# Verklarte Nacht for Concert Band



## Toddlertoddy (Sep 17, 2011)

Keep in mind that this is meant for a high school concert band (the one at my school) so there's no tuba, bassoon, or piccolo.

We have a lot of flutes, a lot of clarinets, a lot of trumpets (all 10 people+), 4 altos, 3 tenors, 1 bari, 2 horns (so no point to split into Horn 1 and 2), 2 baritones, hopefully one oboe (thus that part is optional), 1 bass clarinet, 5 trombones (including 2 bass trombones), and 2 percussionists (but we can steal some from the trumpet section). We have three timpani (don't know the sizes), a marimba, clash cymbals, snare drums, a suspended cymbal, bass drum, a glockenspiel, tubular bells, a drum set, bongo drums, a cabasa, tambourines, wind chimes, castanets, a gong, maracas, a bell tree, a triangle, timbales, a shekere, claves, and wood blocks.

There are parts from the original removed for the sake of not having to play for half an hour, and really high notes (no piccolo  ). Trombone 3 is actually bass trombone but I was told by my teacher to put down Trombone 3 instead.

All of it is concert pitch (for now) for ease. Also, it's not close to being finished and the percussion parts definitely need some work. (The section with the tempo "Animated" is incomplete.) I also haven't put any crescendos/diminuendos.
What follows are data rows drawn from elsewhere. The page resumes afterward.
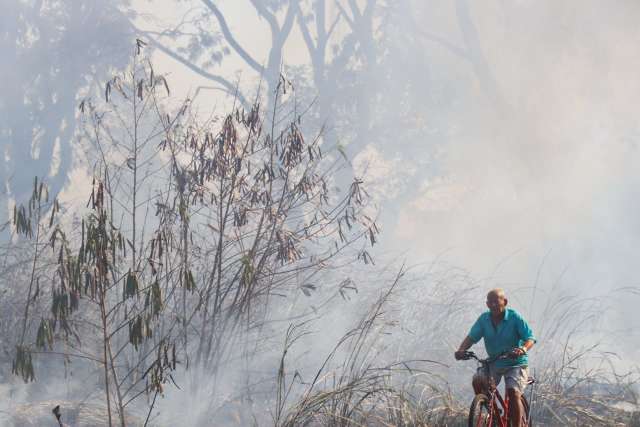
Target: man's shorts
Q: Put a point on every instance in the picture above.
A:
(515, 377)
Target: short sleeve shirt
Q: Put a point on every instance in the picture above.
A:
(511, 332)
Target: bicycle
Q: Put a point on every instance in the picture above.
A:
(490, 409)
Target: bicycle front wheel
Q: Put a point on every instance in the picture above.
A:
(480, 412)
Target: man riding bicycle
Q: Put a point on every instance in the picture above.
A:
(503, 329)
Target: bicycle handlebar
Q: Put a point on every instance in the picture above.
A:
(504, 355)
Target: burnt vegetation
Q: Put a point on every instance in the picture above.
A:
(207, 246)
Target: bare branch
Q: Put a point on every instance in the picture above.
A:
(231, 40)
(229, 88)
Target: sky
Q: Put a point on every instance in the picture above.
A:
(536, 183)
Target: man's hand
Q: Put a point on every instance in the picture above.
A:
(459, 355)
(518, 351)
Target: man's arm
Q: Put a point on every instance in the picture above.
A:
(464, 346)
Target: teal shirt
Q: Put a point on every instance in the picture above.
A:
(512, 332)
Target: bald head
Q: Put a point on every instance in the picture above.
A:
(495, 293)
(496, 302)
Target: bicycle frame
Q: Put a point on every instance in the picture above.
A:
(495, 399)
(498, 406)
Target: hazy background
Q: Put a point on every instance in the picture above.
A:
(499, 137)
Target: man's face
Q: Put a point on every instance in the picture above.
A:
(497, 303)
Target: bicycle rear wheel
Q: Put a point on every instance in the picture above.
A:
(525, 407)
(480, 413)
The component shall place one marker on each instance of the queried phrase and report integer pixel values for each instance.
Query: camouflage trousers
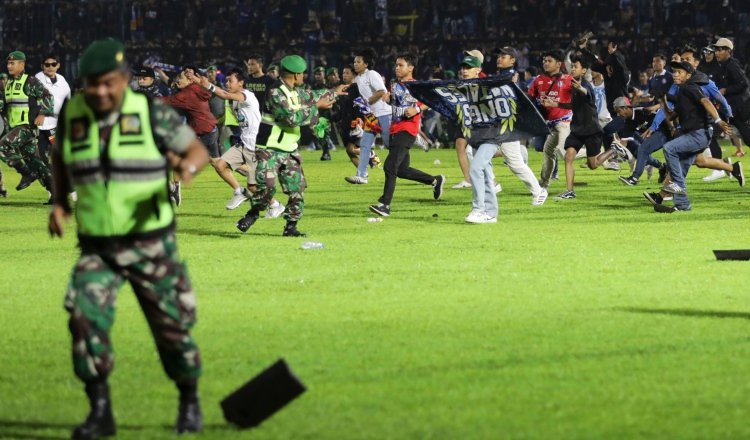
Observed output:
(20, 145)
(161, 284)
(287, 169)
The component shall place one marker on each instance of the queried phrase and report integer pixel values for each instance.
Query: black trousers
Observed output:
(397, 164)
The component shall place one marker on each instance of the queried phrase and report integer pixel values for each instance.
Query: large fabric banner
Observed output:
(480, 102)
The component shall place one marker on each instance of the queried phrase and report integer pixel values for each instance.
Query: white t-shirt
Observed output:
(247, 113)
(60, 91)
(369, 82)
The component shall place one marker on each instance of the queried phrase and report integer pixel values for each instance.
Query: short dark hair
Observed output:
(239, 74)
(367, 55)
(585, 62)
(408, 57)
(257, 57)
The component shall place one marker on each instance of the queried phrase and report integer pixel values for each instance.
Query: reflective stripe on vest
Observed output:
(122, 186)
(17, 101)
(280, 137)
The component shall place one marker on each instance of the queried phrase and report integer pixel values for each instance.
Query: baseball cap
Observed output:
(684, 65)
(471, 61)
(476, 54)
(102, 56)
(724, 42)
(622, 101)
(507, 50)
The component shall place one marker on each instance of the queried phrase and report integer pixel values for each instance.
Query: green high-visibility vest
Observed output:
(17, 101)
(122, 186)
(280, 137)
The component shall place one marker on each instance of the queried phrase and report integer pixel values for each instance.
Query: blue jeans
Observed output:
(644, 157)
(680, 153)
(368, 140)
(482, 180)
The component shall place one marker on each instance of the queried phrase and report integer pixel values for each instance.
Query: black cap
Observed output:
(555, 53)
(145, 72)
(262, 396)
(684, 65)
(507, 50)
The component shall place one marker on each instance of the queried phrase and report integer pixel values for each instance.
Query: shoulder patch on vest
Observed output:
(79, 129)
(130, 123)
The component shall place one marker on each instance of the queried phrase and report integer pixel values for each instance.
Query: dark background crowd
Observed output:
(327, 32)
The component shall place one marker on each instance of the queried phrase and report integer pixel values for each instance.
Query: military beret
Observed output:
(101, 57)
(17, 55)
(293, 64)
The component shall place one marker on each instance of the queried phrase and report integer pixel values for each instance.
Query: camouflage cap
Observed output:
(17, 55)
(293, 64)
(101, 57)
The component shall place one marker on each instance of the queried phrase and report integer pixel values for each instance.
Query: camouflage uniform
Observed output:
(282, 165)
(19, 146)
(158, 277)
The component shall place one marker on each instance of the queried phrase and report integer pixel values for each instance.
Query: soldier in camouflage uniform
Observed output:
(125, 229)
(290, 105)
(26, 102)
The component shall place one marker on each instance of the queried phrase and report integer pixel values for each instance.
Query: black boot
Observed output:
(100, 422)
(248, 220)
(189, 417)
(290, 230)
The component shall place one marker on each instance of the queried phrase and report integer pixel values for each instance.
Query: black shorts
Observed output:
(592, 142)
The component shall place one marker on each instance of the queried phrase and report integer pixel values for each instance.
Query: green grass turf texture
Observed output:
(587, 318)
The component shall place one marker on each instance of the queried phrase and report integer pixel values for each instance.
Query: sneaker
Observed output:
(620, 151)
(662, 173)
(236, 200)
(566, 195)
(479, 217)
(630, 181)
(356, 180)
(245, 222)
(728, 160)
(649, 171)
(437, 188)
(539, 198)
(176, 195)
(381, 209)
(738, 174)
(611, 165)
(653, 198)
(715, 175)
(673, 188)
(275, 211)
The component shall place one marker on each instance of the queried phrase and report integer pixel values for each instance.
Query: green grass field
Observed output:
(590, 318)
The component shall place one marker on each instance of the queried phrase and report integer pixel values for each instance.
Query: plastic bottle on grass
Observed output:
(311, 245)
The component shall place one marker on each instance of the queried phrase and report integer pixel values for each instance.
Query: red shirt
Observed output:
(558, 88)
(193, 102)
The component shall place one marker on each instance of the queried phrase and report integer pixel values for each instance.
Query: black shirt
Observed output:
(260, 87)
(692, 114)
(585, 117)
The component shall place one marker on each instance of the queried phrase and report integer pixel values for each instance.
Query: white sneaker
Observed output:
(715, 175)
(275, 211)
(539, 198)
(236, 200)
(479, 217)
(356, 180)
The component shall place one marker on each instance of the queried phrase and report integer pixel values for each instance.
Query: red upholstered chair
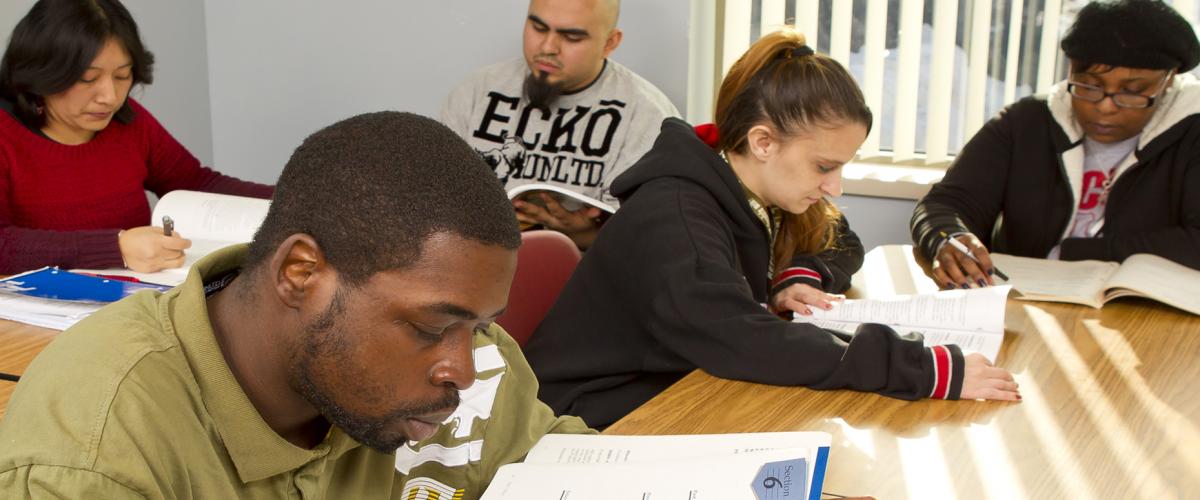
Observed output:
(545, 261)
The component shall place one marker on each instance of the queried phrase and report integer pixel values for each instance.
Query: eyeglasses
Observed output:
(1122, 100)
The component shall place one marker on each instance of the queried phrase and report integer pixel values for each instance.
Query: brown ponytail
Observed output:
(780, 82)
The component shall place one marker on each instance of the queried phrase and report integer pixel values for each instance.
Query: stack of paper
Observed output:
(729, 467)
(57, 299)
(973, 319)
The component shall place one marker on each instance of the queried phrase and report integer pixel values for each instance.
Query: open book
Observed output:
(568, 198)
(729, 467)
(1095, 282)
(211, 221)
(973, 319)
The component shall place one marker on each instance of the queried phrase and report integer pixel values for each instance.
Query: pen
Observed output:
(958, 245)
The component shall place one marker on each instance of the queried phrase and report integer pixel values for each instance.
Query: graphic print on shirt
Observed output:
(562, 145)
(1091, 203)
(467, 421)
(424, 488)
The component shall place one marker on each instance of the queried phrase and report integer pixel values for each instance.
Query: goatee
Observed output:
(540, 92)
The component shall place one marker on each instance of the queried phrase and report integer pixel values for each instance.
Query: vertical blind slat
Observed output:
(737, 32)
(977, 67)
(1048, 56)
(807, 20)
(773, 16)
(1013, 54)
(839, 31)
(873, 70)
(909, 77)
(941, 78)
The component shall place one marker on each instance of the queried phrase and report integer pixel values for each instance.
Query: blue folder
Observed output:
(58, 284)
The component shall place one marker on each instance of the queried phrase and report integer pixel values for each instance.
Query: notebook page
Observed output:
(1056, 281)
(1158, 278)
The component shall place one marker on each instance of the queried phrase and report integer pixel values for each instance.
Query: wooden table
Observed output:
(1110, 409)
(19, 344)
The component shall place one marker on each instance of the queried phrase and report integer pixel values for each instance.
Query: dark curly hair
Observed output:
(372, 188)
(54, 43)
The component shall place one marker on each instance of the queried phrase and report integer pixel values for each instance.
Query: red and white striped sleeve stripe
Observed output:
(943, 372)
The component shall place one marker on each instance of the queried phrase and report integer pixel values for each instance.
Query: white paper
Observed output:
(972, 319)
(726, 477)
(1158, 278)
(43, 312)
(582, 449)
(210, 221)
(1078, 282)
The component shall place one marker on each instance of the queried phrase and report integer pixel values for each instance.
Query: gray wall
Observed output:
(174, 31)
(877, 221)
(280, 70)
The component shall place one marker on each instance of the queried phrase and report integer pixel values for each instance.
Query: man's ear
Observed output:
(761, 142)
(298, 270)
(613, 41)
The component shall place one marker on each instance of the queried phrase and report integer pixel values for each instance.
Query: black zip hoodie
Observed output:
(677, 281)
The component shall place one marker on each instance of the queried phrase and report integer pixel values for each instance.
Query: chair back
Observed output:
(545, 261)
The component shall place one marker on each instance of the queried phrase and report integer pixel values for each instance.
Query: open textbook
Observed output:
(973, 319)
(729, 467)
(210, 221)
(568, 198)
(1095, 282)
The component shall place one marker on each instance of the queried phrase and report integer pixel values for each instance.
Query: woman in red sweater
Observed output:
(77, 154)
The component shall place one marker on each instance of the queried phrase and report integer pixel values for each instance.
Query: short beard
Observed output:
(324, 342)
(540, 92)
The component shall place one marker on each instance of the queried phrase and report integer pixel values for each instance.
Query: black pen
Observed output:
(958, 245)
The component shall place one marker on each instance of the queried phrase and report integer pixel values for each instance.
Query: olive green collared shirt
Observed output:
(137, 402)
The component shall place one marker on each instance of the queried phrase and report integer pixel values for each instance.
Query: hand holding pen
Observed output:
(151, 248)
(963, 261)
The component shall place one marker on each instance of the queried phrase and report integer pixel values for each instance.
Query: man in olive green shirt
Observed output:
(347, 353)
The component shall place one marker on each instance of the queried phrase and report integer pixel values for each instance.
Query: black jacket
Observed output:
(677, 281)
(1017, 185)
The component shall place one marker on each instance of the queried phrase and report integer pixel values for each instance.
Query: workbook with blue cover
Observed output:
(64, 285)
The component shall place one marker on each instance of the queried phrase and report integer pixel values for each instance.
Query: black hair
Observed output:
(54, 43)
(372, 188)
(1140, 34)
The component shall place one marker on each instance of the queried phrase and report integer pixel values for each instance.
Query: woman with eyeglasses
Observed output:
(77, 154)
(1104, 167)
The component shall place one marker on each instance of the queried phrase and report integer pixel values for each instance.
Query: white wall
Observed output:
(174, 31)
(280, 70)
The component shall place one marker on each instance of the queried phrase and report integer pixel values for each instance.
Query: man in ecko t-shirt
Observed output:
(564, 114)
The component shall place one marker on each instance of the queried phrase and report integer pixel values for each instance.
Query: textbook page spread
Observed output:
(210, 221)
(1093, 282)
(973, 319)
(568, 198)
(753, 467)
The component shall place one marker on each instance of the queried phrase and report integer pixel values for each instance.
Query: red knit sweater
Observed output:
(64, 205)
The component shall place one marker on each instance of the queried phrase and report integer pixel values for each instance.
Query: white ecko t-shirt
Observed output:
(586, 140)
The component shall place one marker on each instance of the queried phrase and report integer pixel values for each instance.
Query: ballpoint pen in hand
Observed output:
(958, 245)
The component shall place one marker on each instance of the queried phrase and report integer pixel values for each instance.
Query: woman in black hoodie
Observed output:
(682, 276)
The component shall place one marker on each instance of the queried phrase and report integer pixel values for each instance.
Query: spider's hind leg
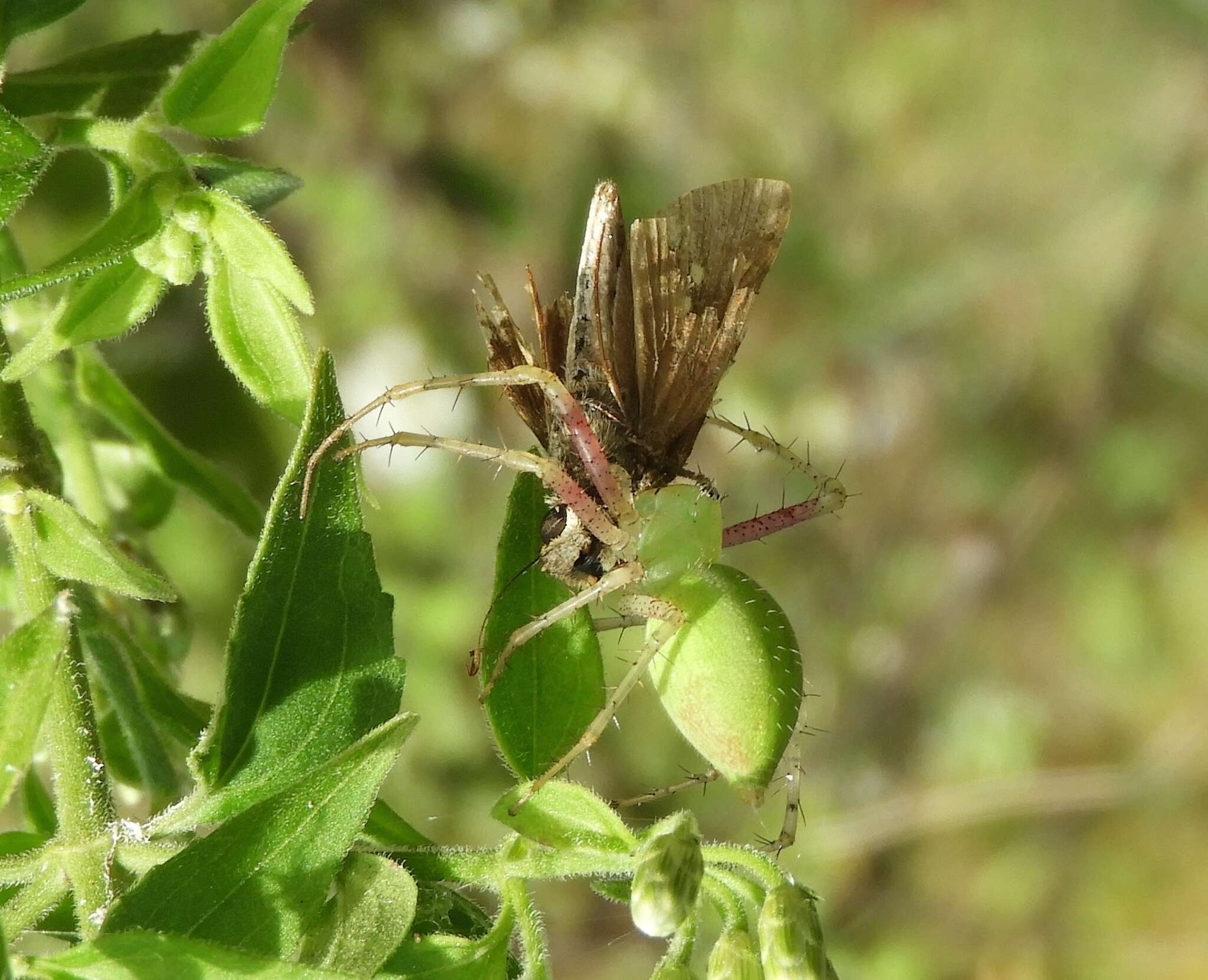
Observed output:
(829, 493)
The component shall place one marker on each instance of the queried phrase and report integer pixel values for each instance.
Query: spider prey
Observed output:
(627, 372)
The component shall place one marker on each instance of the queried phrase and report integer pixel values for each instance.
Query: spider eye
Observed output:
(554, 525)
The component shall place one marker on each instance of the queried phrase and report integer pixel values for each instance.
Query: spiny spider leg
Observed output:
(639, 606)
(696, 778)
(561, 483)
(606, 624)
(828, 498)
(793, 801)
(564, 404)
(619, 578)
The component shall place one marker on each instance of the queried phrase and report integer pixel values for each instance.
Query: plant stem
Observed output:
(81, 788)
(34, 585)
(42, 893)
(763, 869)
(485, 867)
(83, 801)
(528, 920)
(734, 915)
(24, 451)
(737, 884)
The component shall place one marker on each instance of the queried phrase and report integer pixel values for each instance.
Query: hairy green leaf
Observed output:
(387, 831)
(258, 335)
(107, 393)
(27, 664)
(455, 958)
(150, 956)
(254, 248)
(23, 158)
(106, 305)
(19, 17)
(566, 815)
(225, 90)
(311, 664)
(74, 548)
(366, 920)
(440, 909)
(259, 880)
(132, 222)
(255, 185)
(554, 686)
(111, 659)
(121, 80)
The timpani is a rough draft because I don't know what the size of the timpani are at my school. The score also implies that the timpanist would have to tune so many times. All German tempos are translated into English for ease.

So this is what I need from you:

-comments on orchestration (is it balanced, are there good doublings, etc.)
-tips for percussion part (please, please, please)
-comments on whether the difficulty of the piece is okay for a high school (esp. the tremolos)
-comments on tonguing and breathing (flute parts too long?)

Thank you!


----------